Two and Three-Dimensional Physical Fields of Electrical Machines High-Performance Computing

Abstract

The author deals with the challenge of evaluating the effectiveness as far as the application of the numerical- analytical method of standard elements in three-dimensional field calculations of electrical devices is concerned. The main features of the standard element method are described, which makes it possible to perform a high-performance calculation of the field in such systems. A formalized procedure for replacing the area of electrical devices with standard elements with known analytical solutions of boundary value problems is presented. The three- dimensional magnetic field of a magnetic system with permanent magnets has been calculated by means of the finite element and the standard element methods. The form of the functional corresponding to the boundary value problem is given as the sum of integrals over surfaces introduced into the computational domain of standard elements in the form of parallelepipeds.

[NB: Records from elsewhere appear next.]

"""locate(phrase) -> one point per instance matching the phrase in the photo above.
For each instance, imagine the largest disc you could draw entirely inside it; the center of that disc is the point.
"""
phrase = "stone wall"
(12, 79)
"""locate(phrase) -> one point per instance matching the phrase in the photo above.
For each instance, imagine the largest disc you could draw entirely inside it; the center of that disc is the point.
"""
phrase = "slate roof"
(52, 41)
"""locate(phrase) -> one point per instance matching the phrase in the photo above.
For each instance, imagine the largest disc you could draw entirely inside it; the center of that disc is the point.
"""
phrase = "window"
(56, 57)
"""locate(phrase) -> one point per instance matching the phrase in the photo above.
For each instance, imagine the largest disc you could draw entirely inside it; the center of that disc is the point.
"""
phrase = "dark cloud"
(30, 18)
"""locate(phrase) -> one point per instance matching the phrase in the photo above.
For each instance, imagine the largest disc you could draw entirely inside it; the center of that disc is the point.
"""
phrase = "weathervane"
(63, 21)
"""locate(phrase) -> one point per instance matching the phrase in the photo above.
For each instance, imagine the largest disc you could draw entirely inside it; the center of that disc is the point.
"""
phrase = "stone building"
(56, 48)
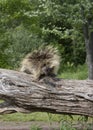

It is shown that the use of the method of standard elements allows providing high-performance calculations of the field distribution due to a radical reduction in the degree of sampling in the framework of computational domain, minimization of the amount of calculations, and the use of well-known analytical boundary solutions in standard elements. Comparative estimates of the accuracy and efficiency of the standard element method as related to the finite element method have been obtained. The perspectives of applying as well as the high performance of the method of standard elements in the calculations of the physical fields of electrical devices have been proved.